The fact that there are higher courts, which allow for the particular litigant who did not find favour in the lower court, to seek redress in the particular matter means that the wheels of justice are always in motion. This is expected to be the guiding and professional principle of any attorney, irrespective of who he/she may be, and what matter is represented, and who may not be successful in his/her particular appeal. But to descend to the disrespectful level of publicly abusing the presiding judges, as suffering “a collapse–a mental, judicial, jurisprudential collapse in reasoning”; suggesting “political’’ influence behind court decisions; labelling the learned chief justice’s ruling as being “adventurous’, while further describing the nation’s judiciary as not mature, and even branding two eminent Queen’s Counsel as “aliens”, is unforgivable.

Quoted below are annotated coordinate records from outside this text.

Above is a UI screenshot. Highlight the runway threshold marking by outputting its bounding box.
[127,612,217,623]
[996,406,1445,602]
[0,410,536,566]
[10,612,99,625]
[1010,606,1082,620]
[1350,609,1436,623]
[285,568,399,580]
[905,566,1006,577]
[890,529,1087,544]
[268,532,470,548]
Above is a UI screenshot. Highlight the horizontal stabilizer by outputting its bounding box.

It is inherent of a thought process that intends for justice to be distorted, regardless of the facts. It is also judicial sacrilege, that such reprehensible conduct could originate from a member of the Bar, who had once served as an attorney general and leader of his country’s Bar; and who also hopes to be his political party’s presidential candidate, for the 2020 national and regional elections. One wonders, what our young attorneys-at-law are opining about such a shocking assault on the most senior segment of the nation’s judiciary, and by extension, two very senior members of their country’s Bar, who have been part of the state’s defence team.

Regardless as to the nature of the case that engages the court, it has to be interpreted in the ambit of the country’s laws, with the particular judges being mindful of such, and therefore following that unswerving line.

However, it would seem that Anil Nandlall and the opposition political party that he has been representing in the extant matter of a constitutional challenge against the President’s appointment of the chairman of the Guyana Elections Commission, believe that judges, and hence the courts, are obligated to bend the laws to support and accommodate their particular expectations.

No political party should expect any court, to adjudicate in their favour, out of fear, coercion or duress. To do so would only result in the gradual erosion of the line between stability and anarchy of the laws of society.

For no proper court that accepts its sacred role of protecting the laws of its jurisdiction, and ensuring their very unbending application will ever divert from such a process. After all, the law was made to be informal, and to be blind, but to be dispensed only in the name of what is right/just – justice. Mr. Nandlall should remind himself of this fact and advise his party leaders accordingly.